With the availability internet porn, social networking sites, and dating apps, modern teens have more ways to communicate sexual desires to one another. Dating apps like Tinder enable kids to meet one another for the purpose of “hooking up.” Some teens send nude pictures or masturbate together over video. Because of these technologies, sex is no longer forbidden or mysterious for many teens. While this tech-sexual revolution is absolutely wonderful in that expressing desire is less stigmatized for young women,Vanity Fair’s Nancy Jo Sales uncovers the disturbing underbelly of online sexual exchanges in a recent piece entitled "What Facebook, Twitter, Tinder, Instagram, and Internet Porn Are Doing to America's Teenage Girls."
New technologies open up a vast world of potential romances and sexual experiences, but they can also set a precedent of sexual relationships “devoid of any pretense of emotional intimacy.” And that can make many young girls (and boys!) feel devalued. The weight of these sexual experiences is placed solely on appearance: “No one cares about anything but how you look,” girls tell Sales. One girl explains that after a break-up, she sought out a stranger online and made out with him on a Pottery Barn couch; afterwards, she felt unsatisfied and “awkward.” Sales poignantly notes that “later she posted something on her Tumblr blog about the difficulty of finding love.”
Modern media-infused sex itself can be less satisfying for many girls because “when [they] have sex with [guys], [the guys] want it to be like a porno.” Girls who might not feel ready to have oral or anal sex are expected to by some male peers. According to the girls interviewed for Vanity Fair, young men are also taught to expect nude pictures, and if they don’t receive them from one girl, they often move to another.
Sex without intimacy becomes a premium amongst teens, and that has devastating consequences. Kim Goldman, a woman who runs a teen counceling service, says, “We’re seeing depression, anxiety, feelings of isolation. I think social media is contributing to these things.” With such easy access to sexual imagery and stimulation can come the commodification of the female body: in one of Goldman’s schools, “girls [were] selling oral sex for $10 and $15 in the bathroom.” Girls are subjected to cyber-bullying and slut-shaming if they participate in online sexual behavior.
Sales’s piece focuses solely on the effects of technology and social media on girls, but it seems to me that it’s not just the girls who are suffering from the surge in digital, easier-access sexual experiences. Many young men also might desire sexual experiences that are sweepingly romantic, or "hot" and “epic,” to use the language of one of Sales’s female interviewees. Young men and women alike desire pleasure and intimacy. One girl tells Sales, “All men are basically whores;” another says, “[social media] leads to major man-whoring.” For young women everywhere, these statements cast a negative light over all men. It makes it seem normal for men to exploit women, and in adolescence, both boys and girls should learn that it isn’t.

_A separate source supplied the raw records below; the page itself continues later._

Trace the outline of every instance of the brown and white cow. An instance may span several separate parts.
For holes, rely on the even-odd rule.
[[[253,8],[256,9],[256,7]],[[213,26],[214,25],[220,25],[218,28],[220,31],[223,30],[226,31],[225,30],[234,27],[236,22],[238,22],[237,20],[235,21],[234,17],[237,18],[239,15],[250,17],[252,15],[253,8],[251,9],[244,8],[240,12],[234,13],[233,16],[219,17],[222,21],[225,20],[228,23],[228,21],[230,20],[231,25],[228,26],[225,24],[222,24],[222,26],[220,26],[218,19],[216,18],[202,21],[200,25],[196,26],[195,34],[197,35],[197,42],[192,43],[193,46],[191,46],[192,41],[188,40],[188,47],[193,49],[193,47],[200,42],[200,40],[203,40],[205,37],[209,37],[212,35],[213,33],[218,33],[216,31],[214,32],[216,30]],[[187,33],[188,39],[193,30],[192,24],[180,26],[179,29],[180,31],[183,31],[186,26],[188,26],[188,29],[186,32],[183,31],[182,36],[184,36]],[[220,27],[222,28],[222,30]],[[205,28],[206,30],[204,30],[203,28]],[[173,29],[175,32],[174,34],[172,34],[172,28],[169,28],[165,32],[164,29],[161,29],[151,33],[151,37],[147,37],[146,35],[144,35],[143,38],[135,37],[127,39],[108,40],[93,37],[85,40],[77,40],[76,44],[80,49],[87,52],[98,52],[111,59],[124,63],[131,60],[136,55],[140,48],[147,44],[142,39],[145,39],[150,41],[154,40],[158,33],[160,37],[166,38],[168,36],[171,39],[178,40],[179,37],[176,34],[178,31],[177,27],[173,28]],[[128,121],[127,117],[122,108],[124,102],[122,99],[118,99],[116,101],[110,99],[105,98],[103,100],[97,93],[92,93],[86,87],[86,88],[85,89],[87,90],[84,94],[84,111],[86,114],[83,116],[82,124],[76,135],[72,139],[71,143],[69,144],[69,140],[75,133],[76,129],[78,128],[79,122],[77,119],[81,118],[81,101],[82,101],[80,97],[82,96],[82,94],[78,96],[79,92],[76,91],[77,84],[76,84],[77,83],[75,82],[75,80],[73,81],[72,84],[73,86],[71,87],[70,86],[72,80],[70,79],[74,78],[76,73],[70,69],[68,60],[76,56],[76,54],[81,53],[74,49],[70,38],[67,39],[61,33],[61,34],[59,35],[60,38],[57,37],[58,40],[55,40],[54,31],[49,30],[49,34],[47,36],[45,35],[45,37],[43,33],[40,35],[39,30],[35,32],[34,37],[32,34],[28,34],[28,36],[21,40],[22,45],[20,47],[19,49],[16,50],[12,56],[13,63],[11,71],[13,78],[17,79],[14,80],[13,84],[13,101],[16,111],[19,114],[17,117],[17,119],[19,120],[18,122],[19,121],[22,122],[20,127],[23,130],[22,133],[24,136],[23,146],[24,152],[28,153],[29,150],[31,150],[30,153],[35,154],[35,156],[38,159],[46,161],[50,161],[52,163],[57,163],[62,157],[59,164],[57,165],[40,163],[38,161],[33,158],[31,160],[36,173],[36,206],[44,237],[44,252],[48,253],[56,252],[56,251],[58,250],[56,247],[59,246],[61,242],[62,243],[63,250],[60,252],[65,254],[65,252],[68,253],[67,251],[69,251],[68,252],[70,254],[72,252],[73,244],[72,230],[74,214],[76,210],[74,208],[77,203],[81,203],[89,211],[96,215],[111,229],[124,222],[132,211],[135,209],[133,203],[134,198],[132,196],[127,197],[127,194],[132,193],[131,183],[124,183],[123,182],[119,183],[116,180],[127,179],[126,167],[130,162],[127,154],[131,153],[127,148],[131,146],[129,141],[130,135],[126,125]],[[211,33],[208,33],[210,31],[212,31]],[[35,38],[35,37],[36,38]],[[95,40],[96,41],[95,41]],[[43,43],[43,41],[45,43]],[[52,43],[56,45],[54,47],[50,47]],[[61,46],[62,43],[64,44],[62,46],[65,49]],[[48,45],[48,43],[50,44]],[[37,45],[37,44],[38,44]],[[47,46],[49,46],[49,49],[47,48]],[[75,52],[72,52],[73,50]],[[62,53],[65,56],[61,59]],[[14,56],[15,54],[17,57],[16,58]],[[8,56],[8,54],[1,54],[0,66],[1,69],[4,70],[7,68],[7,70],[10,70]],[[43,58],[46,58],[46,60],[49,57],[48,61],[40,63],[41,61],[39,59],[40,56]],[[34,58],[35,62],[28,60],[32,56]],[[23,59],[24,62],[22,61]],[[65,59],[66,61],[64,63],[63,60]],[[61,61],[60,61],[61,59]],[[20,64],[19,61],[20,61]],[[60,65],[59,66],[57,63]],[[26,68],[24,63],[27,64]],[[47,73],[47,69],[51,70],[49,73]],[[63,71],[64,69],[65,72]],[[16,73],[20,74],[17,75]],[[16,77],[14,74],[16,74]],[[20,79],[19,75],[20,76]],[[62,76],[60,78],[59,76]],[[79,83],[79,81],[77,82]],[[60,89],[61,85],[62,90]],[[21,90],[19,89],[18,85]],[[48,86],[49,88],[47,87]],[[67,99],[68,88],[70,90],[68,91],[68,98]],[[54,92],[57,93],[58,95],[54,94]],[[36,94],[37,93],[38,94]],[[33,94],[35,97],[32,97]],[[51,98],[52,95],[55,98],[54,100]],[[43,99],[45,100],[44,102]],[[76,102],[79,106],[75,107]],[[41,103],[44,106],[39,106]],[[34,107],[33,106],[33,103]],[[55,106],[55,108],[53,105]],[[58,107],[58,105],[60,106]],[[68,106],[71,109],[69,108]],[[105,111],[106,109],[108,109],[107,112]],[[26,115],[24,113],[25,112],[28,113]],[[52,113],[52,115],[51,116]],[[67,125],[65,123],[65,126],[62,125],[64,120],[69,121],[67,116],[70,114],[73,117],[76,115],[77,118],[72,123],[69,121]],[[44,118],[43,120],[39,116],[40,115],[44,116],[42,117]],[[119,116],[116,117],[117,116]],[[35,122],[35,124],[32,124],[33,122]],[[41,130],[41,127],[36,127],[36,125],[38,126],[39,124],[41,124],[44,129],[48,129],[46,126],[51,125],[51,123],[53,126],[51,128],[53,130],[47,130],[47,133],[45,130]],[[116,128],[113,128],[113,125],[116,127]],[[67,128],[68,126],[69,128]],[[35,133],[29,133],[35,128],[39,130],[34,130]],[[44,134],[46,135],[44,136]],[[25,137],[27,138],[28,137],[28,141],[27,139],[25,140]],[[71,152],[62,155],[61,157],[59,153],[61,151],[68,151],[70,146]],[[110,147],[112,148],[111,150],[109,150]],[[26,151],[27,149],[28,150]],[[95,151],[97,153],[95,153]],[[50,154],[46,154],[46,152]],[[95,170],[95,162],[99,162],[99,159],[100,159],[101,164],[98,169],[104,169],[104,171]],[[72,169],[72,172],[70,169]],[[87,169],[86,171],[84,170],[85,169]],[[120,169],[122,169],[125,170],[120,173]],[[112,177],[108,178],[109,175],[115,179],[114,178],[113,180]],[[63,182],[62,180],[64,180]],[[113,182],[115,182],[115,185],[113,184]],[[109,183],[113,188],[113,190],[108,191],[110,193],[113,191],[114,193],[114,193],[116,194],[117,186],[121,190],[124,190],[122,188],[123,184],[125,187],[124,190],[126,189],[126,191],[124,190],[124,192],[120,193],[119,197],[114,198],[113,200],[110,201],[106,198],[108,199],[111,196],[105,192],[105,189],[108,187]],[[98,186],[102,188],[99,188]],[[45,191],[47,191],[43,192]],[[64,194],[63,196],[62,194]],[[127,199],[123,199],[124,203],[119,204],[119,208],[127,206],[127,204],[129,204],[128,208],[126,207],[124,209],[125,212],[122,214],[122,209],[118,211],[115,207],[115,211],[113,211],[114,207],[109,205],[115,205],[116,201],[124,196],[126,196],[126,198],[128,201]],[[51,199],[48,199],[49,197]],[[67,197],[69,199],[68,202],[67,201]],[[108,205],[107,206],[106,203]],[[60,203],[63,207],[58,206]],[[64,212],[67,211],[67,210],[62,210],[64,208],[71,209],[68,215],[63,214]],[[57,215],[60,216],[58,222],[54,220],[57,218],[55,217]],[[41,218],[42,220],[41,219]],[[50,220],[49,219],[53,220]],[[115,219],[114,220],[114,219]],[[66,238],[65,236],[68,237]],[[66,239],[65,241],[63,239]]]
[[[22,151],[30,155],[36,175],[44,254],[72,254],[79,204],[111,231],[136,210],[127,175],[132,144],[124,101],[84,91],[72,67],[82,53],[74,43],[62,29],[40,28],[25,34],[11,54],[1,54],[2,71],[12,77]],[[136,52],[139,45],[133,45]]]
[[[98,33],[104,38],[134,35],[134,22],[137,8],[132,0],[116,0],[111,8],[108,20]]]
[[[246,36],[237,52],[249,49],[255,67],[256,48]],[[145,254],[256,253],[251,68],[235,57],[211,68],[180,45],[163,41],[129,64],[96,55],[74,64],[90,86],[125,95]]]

What I wish we could do is view sexuality with the respect that it garnered before the flood of social media without the shame that women sometimes felt prior to it. The addition of technology makes teen sexuality less stigmatized, but it’s important that we don’t let it devalue sex. Of course honest and respectful sexual expression should never be forbidden or considered “dirty,” but that doesn’t make it a commodity or something to be expected. Every young lady (and gentleman) is entitled to exploring her sexuality on terms with which she is completely comfortable, on or offline.